Exploring Data Warehousing
I had studied Data Warehousing as a subject in my Masters degree. However I'd never expected to come across it in the kind of work I thought I'd be getting into. But viola! It seems I now have an opportunity to try out those theories in practice. I've been given the responsibility to come up with a data warehousing solution for an enterprise software that I'm involved with. Deadline: 2 weeks!
Links
So here are some links I'm exploring at the moment:
Data Warehouse: Wikipedia Article
Designing the Star Schema Database
Data Mart vs Data Warehouse - The Great Debate (a blog entry)

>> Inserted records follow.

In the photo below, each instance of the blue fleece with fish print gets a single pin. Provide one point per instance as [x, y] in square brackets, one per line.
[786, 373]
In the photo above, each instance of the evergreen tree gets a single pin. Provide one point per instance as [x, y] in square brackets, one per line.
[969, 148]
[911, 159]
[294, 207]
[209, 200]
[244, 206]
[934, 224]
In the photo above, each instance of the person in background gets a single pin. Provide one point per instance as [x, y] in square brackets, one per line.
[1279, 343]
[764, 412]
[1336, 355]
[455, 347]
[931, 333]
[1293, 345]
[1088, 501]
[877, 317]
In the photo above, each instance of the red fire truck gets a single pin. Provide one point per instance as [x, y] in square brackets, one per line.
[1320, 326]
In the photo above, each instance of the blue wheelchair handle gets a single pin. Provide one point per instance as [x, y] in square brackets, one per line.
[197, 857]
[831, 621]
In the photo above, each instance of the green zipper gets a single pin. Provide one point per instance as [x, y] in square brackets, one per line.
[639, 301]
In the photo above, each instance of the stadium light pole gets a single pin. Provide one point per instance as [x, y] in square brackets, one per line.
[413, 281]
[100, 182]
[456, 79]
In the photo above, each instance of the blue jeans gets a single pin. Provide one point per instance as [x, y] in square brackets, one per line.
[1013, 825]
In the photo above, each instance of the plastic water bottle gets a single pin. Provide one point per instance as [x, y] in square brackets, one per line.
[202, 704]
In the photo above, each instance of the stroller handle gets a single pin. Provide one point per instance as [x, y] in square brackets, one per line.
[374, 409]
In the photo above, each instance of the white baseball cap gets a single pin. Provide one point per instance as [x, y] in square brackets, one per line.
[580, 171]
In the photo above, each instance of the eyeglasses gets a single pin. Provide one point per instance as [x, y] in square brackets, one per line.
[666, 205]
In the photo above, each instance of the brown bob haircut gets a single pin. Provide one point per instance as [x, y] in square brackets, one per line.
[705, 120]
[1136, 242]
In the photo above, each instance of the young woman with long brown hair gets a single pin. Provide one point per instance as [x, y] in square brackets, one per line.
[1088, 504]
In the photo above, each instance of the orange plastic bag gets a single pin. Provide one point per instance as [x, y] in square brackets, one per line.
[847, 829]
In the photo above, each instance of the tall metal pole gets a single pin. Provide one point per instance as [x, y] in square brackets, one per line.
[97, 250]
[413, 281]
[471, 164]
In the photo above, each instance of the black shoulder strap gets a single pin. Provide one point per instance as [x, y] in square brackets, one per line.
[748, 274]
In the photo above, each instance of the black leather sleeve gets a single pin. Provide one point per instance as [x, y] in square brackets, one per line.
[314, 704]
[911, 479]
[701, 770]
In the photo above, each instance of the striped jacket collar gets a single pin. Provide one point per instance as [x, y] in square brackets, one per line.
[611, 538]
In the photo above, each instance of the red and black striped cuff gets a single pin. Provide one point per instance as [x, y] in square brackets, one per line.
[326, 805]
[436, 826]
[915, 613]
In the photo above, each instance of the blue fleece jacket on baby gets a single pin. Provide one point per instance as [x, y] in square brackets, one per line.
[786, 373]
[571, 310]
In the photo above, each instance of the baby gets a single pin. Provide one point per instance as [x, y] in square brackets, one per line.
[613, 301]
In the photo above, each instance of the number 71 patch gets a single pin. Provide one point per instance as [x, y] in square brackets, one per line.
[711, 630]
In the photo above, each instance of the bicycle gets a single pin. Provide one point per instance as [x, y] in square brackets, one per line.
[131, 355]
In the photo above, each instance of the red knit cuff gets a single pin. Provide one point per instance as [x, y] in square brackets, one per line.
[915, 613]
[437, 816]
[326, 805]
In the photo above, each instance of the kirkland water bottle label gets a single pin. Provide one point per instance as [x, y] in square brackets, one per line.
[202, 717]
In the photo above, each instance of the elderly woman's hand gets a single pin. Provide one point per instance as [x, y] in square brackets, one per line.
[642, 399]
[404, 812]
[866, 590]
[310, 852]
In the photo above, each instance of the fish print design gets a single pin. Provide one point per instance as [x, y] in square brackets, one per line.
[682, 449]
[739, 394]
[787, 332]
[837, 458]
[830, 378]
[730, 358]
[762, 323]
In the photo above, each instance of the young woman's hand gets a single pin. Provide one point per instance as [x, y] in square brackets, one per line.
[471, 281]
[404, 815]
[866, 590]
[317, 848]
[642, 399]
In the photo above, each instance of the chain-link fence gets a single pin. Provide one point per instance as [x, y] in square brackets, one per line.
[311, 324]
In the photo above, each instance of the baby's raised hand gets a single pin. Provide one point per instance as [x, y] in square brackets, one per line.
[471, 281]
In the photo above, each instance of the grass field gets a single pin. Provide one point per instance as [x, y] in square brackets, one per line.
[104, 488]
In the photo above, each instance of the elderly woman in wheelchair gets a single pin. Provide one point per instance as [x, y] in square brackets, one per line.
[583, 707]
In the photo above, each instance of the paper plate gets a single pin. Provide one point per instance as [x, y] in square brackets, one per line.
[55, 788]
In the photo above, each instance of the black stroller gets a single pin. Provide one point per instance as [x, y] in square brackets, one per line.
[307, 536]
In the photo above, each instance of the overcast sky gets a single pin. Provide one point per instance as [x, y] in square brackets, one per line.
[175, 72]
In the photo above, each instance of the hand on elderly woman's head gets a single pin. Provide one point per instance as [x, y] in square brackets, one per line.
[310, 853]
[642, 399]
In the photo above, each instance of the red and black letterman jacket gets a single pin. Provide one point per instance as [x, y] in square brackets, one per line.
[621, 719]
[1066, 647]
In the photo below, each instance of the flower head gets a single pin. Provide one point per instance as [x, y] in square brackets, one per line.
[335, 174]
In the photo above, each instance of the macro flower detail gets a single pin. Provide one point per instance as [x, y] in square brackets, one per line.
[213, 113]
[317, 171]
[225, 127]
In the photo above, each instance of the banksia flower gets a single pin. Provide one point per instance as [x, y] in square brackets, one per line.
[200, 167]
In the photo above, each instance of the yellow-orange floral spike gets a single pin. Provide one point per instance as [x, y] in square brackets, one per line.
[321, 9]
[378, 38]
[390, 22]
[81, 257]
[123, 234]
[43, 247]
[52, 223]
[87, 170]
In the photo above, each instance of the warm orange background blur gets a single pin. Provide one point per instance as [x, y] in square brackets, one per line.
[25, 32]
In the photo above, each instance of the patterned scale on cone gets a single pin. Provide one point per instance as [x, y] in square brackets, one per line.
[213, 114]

A quick Data Warehouse tutorial
Problem Statement
Straight from my Manager:
"Come up with a data warehousing solution for our TeamBuilder system. It should store timestamped details of all the important business models of our system, ie, Person, People Request, Recruiting Request, Partner, Partner Team, etc. This should enable us to create a reporting framework on top so that we can easily come up with trending or time-based reports. Note, however, that the data warehouse should be usable for current info also so that day-to-day reports are also generated by the same reporting framework. Keep in mind that the reporting requirements are not well-known, ever-changing and cannot be anticipated. Hence, persist all relevant data from the operational database so that any report can be catered to."
Why Data Warehouse?
Why we think a DW can help:
- A DW is, after all, primarily used to store historical data.
- A DW's primary usage is reporting and data analysis; a DW schema is usually de-normalized and hence results in very fast query-processing.
- A DW's schema is usually simple and straight-forward, such that non-techies can themselves get the desired info out of it (using simple SQL or reporting tools) without requiring expert help.
Considerations
Strategic
- Since the problem statement says that we cannot anticipate the reporting requirements, we are saying that we do not know the facts part of the DW but only the dimensions part!! How do you go about designing a DW if this happens?? All the popular DW models like Star Schema, Snowflake Schema, etc, have the facts table at the centre and the dimension tables around it.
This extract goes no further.